As I sat the table for dinner this evening, a few quick photos were snapped of yesterdays Hot Pepper canning project. The project actually started on Sunday. The recipe suggested leaving the peppers whole. I chose to cut the tops off, leaving some seeds, and cutting the peppers in half. The next step was to place the peppers into a huge stainless steel bowl, to which I added the specified amount of canning salt and water. This brew was to sit for 12 to 18 hours.

It was pepper extravaganza on Sunday. Under the watchful eye of Mister and our buddy Steveo, 10 more jars of goodies were added to the pantry.

Serious business now.....read the warning....wear the gloves!!

In my cockiness, I was convinced that although rubber gloves would be nice, they were not a necessity. I was wrong! Let me say this in another way...my hands burned like fire until around 2AM that night. Yes, I had great confidence because, I have chopped plenty of peppers and never worn gloves. My kitchen has cranked out tons of homemade salsa, chile rellenos, etc. This was a whole higher level of pepper extravaganza. With the addition of the project of grilling 24 poblanos and skinning them for homemade Enchilada Sauce this was not a job for a sissy.

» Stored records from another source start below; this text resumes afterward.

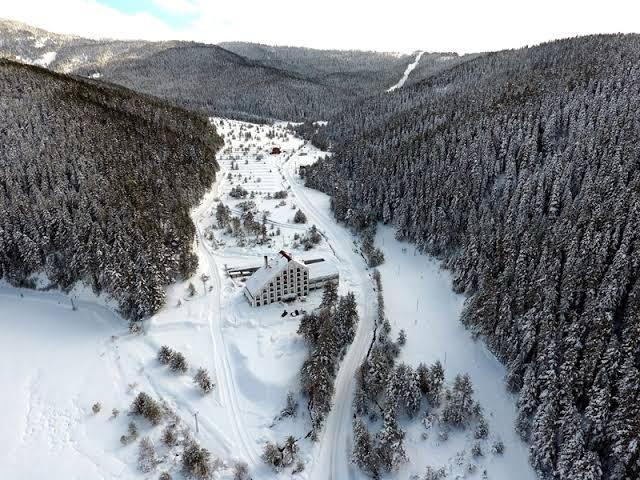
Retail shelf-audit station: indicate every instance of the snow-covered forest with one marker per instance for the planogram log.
(96, 183)
(519, 170)
(132, 185)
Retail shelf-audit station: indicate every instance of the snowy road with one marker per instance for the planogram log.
(332, 455)
(225, 381)
(408, 71)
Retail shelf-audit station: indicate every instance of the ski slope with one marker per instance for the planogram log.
(62, 361)
(332, 455)
(407, 72)
(424, 305)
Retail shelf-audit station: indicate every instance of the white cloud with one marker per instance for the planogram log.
(177, 6)
(400, 25)
(85, 18)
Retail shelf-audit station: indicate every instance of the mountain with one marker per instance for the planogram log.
(238, 80)
(360, 73)
(519, 169)
(96, 184)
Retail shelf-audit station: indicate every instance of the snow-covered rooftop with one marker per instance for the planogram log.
(321, 270)
(262, 276)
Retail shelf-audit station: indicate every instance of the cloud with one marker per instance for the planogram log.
(177, 6)
(87, 18)
(401, 25)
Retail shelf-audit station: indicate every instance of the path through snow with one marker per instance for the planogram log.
(405, 76)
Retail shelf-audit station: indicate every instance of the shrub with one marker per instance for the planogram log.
(476, 450)
(241, 471)
(482, 429)
(203, 380)
(272, 456)
(146, 406)
(146, 456)
(282, 194)
(238, 192)
(133, 434)
(178, 363)
(169, 436)
(299, 467)
(291, 408)
(196, 461)
(434, 474)
(164, 355)
(497, 448)
(299, 217)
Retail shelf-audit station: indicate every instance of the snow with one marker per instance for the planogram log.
(63, 361)
(424, 305)
(263, 275)
(44, 61)
(405, 76)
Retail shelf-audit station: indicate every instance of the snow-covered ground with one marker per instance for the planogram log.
(62, 361)
(407, 72)
(424, 305)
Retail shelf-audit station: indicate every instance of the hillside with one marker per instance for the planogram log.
(96, 184)
(245, 81)
(519, 170)
(357, 72)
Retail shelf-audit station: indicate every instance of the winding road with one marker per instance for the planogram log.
(332, 456)
(332, 453)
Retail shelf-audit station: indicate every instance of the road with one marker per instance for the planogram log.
(225, 381)
(332, 453)
(332, 456)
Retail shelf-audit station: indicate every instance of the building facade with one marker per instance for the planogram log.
(279, 278)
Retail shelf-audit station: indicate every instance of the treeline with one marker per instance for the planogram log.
(250, 82)
(96, 183)
(520, 170)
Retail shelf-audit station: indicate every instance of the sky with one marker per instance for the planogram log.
(394, 25)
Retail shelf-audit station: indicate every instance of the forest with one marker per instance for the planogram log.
(96, 184)
(237, 80)
(519, 170)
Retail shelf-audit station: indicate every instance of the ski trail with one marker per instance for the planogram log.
(225, 381)
(332, 460)
(409, 69)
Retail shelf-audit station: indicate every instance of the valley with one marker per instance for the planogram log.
(253, 354)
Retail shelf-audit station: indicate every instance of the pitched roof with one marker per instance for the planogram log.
(265, 274)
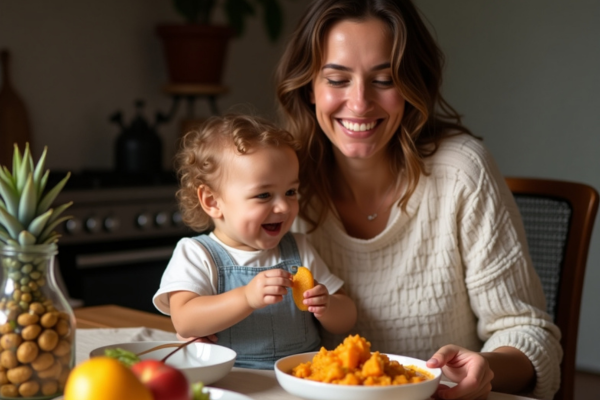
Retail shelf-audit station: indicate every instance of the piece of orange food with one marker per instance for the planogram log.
(301, 282)
(352, 363)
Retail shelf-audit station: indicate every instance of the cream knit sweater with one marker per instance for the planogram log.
(453, 269)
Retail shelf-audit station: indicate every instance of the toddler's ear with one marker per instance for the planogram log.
(208, 202)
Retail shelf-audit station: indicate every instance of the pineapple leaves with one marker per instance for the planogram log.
(25, 214)
(10, 223)
(10, 197)
(28, 201)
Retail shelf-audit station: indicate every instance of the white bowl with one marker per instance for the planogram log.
(200, 362)
(311, 390)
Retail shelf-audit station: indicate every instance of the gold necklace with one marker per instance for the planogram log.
(371, 217)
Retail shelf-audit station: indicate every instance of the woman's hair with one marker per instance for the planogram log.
(203, 154)
(416, 63)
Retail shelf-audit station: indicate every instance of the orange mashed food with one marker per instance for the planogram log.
(352, 363)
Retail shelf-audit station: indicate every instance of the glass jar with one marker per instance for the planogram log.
(37, 325)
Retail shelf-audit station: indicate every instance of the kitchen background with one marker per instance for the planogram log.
(526, 76)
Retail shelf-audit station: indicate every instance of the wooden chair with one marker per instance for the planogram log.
(558, 218)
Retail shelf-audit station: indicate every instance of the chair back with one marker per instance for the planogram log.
(559, 218)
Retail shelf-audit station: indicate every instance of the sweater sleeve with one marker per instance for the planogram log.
(505, 291)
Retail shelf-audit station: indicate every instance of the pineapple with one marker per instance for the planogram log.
(25, 214)
(35, 319)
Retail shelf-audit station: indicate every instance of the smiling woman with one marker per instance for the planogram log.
(445, 260)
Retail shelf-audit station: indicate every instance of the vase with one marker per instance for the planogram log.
(37, 325)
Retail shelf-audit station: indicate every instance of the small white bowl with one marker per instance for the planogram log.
(311, 390)
(200, 362)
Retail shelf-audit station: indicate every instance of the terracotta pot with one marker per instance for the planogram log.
(195, 53)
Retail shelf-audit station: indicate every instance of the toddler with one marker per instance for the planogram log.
(239, 186)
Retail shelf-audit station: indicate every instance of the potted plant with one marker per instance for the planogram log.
(195, 51)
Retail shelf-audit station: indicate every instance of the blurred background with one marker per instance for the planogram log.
(525, 75)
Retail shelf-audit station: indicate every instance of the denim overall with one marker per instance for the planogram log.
(269, 333)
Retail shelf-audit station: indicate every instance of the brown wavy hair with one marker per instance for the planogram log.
(416, 63)
(202, 155)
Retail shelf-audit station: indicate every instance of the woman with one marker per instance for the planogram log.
(407, 207)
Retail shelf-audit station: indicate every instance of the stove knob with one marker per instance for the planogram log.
(73, 226)
(177, 219)
(111, 224)
(93, 225)
(143, 220)
(161, 218)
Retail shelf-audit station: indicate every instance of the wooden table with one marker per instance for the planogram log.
(257, 384)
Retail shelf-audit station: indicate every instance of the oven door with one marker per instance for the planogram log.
(125, 273)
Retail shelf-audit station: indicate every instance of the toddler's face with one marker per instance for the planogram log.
(258, 198)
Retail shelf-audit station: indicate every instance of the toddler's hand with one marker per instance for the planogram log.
(317, 299)
(268, 287)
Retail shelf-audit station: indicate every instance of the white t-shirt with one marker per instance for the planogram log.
(192, 269)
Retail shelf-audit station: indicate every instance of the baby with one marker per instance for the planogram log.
(239, 186)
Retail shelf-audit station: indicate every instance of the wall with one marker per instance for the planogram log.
(75, 63)
(524, 74)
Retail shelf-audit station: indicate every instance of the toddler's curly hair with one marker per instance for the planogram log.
(200, 158)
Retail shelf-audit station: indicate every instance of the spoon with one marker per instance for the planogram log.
(163, 346)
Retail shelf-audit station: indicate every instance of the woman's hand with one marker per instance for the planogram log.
(469, 369)
(268, 287)
(317, 299)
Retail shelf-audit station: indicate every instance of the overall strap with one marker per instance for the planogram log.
(289, 250)
(217, 252)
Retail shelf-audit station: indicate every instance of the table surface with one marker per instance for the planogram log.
(257, 384)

The burning sensation came on gradually as the evening progressed. My hands looked normal and there were no actual burned marks on my hands. I did however feel as if they had been placed in boiling water. Here is a list of things I tried to ease the pain.

Soaking them in milk. (helped at first, I had to keep changing the milk because the capcasian came out into it.)
Soaking them in yogurt ( nice and cool, same thing as the milk though)
Washing them with every soap we had in the house many times.
I poured straight vinegar on them.
I took ibuprophen.
Rubbed olive oil on them.
I poured straight rubbing alcohol on them.
I went to bed with an ice pack on each hand.
None of this worked...they were all suggestions that I had found online.


What finally worked? I slathered my hands in Vaseline and carefully rubbed in one motion to remove the Vaseline, in hopes that the petroleum would capture the capsacian from my skins pores. I repeated this several times. The pained eased, I feel asleep, the next morning I had the cleanest hands and nicest cuticles ever and finally the pain had stopped.
I was not so anxious to handle those peppers the next morning and process them in the canner. I did it though. I think I will forever more call this recipe... Hands on fire Peppers!

Peppers I used.

Hot Hungarian
Jalapeno
Banana
Anaheim
Poblano


Aren't they gorgeous in the jars though!!